I was still grappling with this question when (Program Director) Min Lu asked me to make this speech. My first thought was, “Who, me?” I did not think of myself as particularly worthy of such an honor. I’m not special. My story is not unique. Why me?

Two two-word questions and no answers. To complicate matters, I’ve added the third discussed over beer one night with a classmate: what is the significance of the degrees we’d just earned. Our identities had been appended, Ph.D., Ed.D., or M.S.Ed. stapled to the backside of our names for the rest of our lives. Did they mean anything? Did they change us? The more we talked, the more I saw these questions as interwoven and embedded in our shared experience and future selves. We have to subsume the ego to get to the heart of the matter.

I was asked to speak today, not to tell my story but rather to give voice to this graduating class. Not me, all of us, how to tell that story. When we talk of graduate school experience, we tend toward lofty generalities such as dedication, hard work, struggle, sacrifice, and achievement. Those words are appropriate but inadequate or insufficient. The path to this stage was unique for each of us, a reflection of the complex and highly situated realities that comprise our lives. But I can offer glimpses of experience, and maybe they will resonate.

Have you ever walked into a new class and felt overwhelmed by the collective intelligence in the room, only to feel relieved to find that everyone else felt exactly the same way, and that you were all in the same boat? Have you ever missed your train stop because you were so deeply enthralled in an article you were reading for that night’s class? Have you ever lost sleep, not because the paper was due the next day, but because the ideas you were wrestling with simply would not let you go? Have you ever felt like you were drowning in work, only to be lifted up by a classmate, instructor, or advisor and placed on a solid ground? Then you know what it is like to be a part of the TUJ community.

We’ve made it. Today we celebrate, and rightly so. We’ve earned it, and we are going to enjoy it thoroughly.

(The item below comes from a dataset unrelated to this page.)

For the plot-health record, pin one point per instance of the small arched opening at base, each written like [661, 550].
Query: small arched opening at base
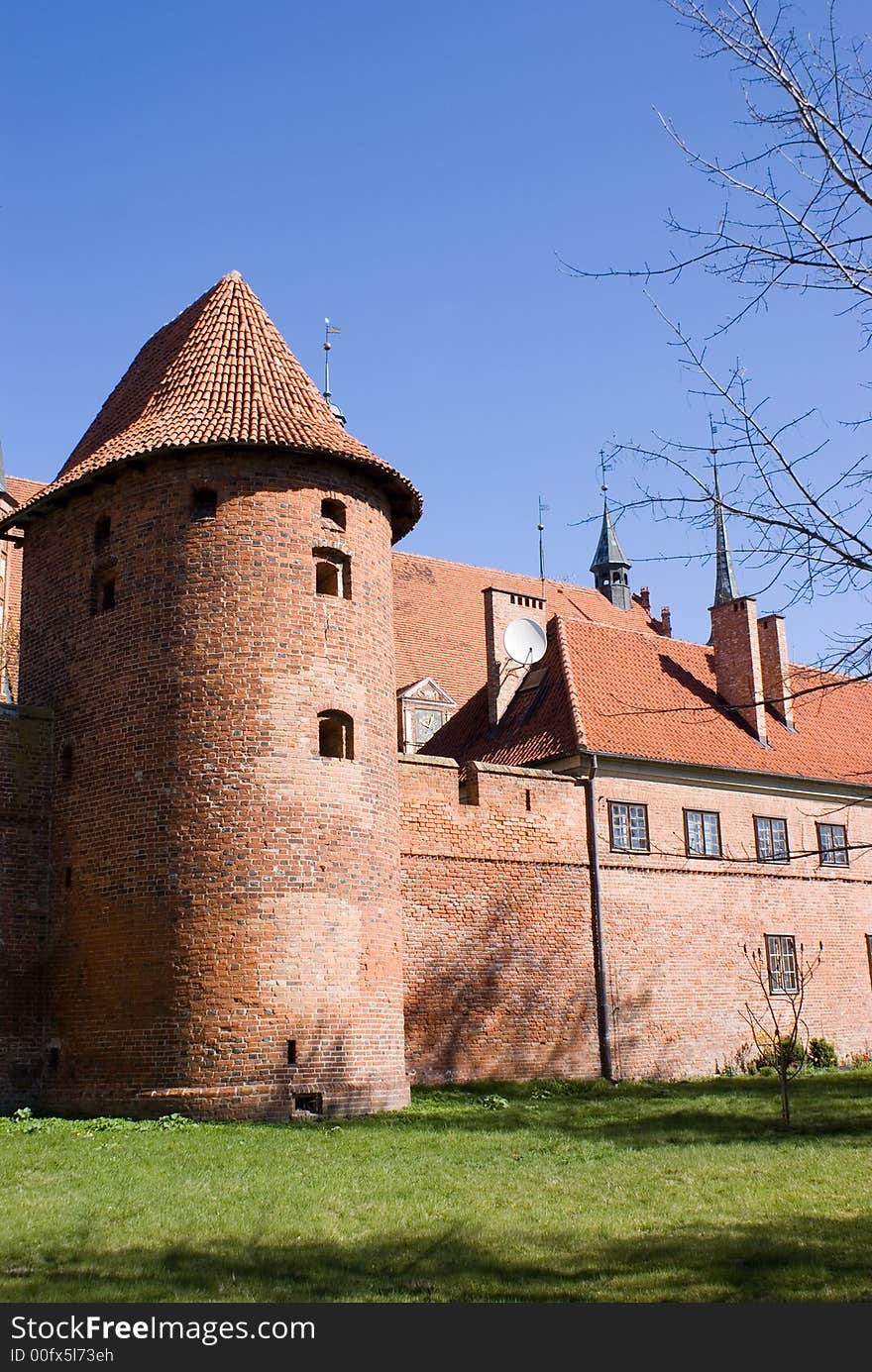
[335, 734]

But then what? Well, tomorrow at 9 am, I, like many of us, will walk into a classroom and pick up where we left off on Friday. Our students and colleagues won’t see the letters appended to our names. We won’t be wearing a cap and gown. Probably. My students will continue to struggle with paragraph structure, and I will continue to struggle to help them. I may not be any better at it than I was last week, but I will certainly be better than I was when I began this journey some years ago. After class I’ll get back to work on that research paper. A student or two will stop by my office for my advice. I’ll chop wood. I’ll carry water. We are defined not by the letters at the end of our name, or the nice paper with the raised lettering, or even by this brief moment of acknowledgement today. No, we are defined by the impulse that set us out on our journey in the first place—the desire to know more, to be better teachers and scholars, to make a difference. We are defined by the journey itself, which began long before we entered that first classroom and will continue long after this speech is forgotten.

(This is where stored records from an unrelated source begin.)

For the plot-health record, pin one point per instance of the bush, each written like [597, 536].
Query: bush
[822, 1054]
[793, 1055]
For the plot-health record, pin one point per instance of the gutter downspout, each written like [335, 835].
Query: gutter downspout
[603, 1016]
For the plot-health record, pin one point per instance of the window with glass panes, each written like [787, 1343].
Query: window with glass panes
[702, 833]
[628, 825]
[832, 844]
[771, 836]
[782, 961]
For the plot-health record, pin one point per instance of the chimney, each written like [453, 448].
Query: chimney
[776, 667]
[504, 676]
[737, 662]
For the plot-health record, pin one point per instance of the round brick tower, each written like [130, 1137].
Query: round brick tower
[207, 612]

Now what? It’s time to get back to work, to do better work than we could have done without our experience at TUJ, and let the quality of our work, not the letters that follow our names, speak. And there is so much work to do. Best not waste any time.

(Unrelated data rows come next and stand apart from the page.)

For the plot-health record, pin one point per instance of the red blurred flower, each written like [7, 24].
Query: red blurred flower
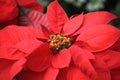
[68, 47]
[9, 10]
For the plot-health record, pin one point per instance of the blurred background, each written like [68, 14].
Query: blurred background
[77, 6]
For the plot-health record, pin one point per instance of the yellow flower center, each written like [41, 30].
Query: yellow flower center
[59, 41]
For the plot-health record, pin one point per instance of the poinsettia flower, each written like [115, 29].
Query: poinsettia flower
[73, 40]
[12, 58]
[10, 13]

I'll end with one bit of advice: Get some sleep. Seriously. Sleep deprivation is a part of the graduate student’s lifestyle that we now need to put behind us. Lack of sleep is not a sign of hard work or strength. Just means we are sleepy, and as such less capable of doing great work. Celebrate today. Sleep well tonight, and get back to work tomorrow. Thank you.




昨年暮れ、私は学位取得に必須な課程をすべて修了しました。ですから、大きな薄手の「折曲厳禁」と書かれた郵便物が2月に届いた時、中身は何であるかわかりました。慎重に開封しました。立派な紙に浮き出た文字の上でしばらく目を泳がせました。なかなかいい。気持ちがいい。この瞬間を満喫しました。しかし、ある質問がすぐに目の前に立ちはだかりました。さて、どうしよう?私は論文作成にとても長い時間を費やしてきて、それは学術的な実践というより、もはやキャリア、職業のようでした。誰かに「どんな仕事をしているんですか?」と聞かれると、私の答えは、「博士論文を書いています」。「いつ終わる予定ですか?」… でも、それももう終わり、前に進む時が来ました。さあ、どうしよう。

プログラム・ディレクターのMin Luさんから今回のスピーチを依頼された時、私はまだこの質問と格闘していたのです。最初に思ったことは、「誰?私に?」でした。私自身、そのような栄誉にあずかるだけの価値は自分にはないと思っていました。私はそんなに特別じゃない。私の話は特段ユニークでもない。なぜ私に?